Sans exposer aucune théorie ni empiéter sur le domaine des géologues, rappelons-nous que toute grande éruption suppose deux élémens combinés, l’eau et le feu. Le feu, qui est le feu terrestre, est permanent selon les uns, accidentel selon les autres. Les premiers y voient la matière ignée qui forme le noyau de la terre et que soulèvent à certaines époques des courans souterrains, des marées qu’on n’a pu encore définir ; les seconds croient à de formidables combinaisons chimiques qui, se produisant tout à coup au sein de la terre, élèvent la température de la façon la plus violente, mettent un certain nombre de corps en fusion, les dilatent, et par l’excès de dilatation provoquent une explosion.
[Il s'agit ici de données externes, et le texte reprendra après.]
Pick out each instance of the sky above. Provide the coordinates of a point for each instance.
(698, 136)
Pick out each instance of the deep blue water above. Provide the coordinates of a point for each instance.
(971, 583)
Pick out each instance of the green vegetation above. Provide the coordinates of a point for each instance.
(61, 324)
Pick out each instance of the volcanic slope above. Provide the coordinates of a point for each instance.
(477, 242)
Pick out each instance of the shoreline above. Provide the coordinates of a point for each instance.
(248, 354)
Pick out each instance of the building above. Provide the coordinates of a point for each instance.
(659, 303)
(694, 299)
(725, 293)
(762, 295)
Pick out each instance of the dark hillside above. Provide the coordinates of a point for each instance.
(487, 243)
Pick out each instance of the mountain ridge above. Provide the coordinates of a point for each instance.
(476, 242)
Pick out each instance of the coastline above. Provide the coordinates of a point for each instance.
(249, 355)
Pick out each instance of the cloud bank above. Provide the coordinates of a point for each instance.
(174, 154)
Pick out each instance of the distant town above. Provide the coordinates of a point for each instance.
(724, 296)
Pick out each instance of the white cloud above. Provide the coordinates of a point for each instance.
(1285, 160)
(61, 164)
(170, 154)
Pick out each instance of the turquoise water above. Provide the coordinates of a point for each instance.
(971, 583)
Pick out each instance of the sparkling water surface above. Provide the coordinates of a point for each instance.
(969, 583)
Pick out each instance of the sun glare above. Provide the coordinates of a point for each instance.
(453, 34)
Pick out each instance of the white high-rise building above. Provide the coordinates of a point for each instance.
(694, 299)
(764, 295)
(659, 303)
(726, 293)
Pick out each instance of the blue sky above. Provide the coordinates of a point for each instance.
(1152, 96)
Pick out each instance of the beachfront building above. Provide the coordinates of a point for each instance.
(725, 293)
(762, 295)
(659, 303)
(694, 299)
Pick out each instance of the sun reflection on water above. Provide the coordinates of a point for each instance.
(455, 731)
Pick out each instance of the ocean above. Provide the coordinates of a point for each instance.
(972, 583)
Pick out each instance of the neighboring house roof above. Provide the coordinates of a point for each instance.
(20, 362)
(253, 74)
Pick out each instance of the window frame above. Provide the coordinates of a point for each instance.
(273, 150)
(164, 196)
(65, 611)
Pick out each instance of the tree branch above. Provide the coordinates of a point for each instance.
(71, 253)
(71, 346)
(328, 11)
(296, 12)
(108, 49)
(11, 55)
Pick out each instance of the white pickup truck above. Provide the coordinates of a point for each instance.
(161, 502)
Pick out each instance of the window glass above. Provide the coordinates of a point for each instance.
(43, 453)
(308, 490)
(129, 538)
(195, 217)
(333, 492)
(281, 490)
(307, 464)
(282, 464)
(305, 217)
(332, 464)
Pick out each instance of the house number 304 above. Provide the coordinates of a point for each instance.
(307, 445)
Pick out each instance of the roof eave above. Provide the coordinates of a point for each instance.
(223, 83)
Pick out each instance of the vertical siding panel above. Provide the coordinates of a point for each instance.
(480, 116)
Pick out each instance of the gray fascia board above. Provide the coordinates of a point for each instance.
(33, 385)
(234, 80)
Dans le premier cas, le volcan est une soupape de dégagement, moyen de communication entre le feu intérieur et l’extérieur du globe ; dans le second cas, le volcan est une cheminée d’appel où les gaz combustibles brûlent au contact de l’air.

L’eau, d’un autre côté, joue un rôle considérable dans les phénomènes volcaniques. On a constaté et Gay-Lussac a proclamé qu’il n’y avait pas de grande éruption sans que l’eau y entrât comme élément essentiel. L’expérience démontre ce thème, en apparence paradoxal. Ce que l’on avait observé au Vésuve en 1794 a été confirmé par les études de M. Fouqué sur l’Etna. M. Fouqué a mesuré les quantités de vapeur d’eau condensée en pluie qui ont accompagné l’éruption de 1865. Il a trouvé pour vingt-quatre heures 22 000 mètres cubes d’eau, c’est-à-dire le volume d’une rivière. Herculanum atteste quelles masses d’eau mêlées aux cendres le Vésuve a dû jeter de ce côté en 79. Le Monte-Cavo, près de Rome, par la formation de ses bancs de pépérin, nous fait voir également quels torrens de pluie contemporains de l’éruption antéhistorique ont dû entraîner les cendres et les pierres carbonisées qui, en se durcissant, ont créé un véritable tuf.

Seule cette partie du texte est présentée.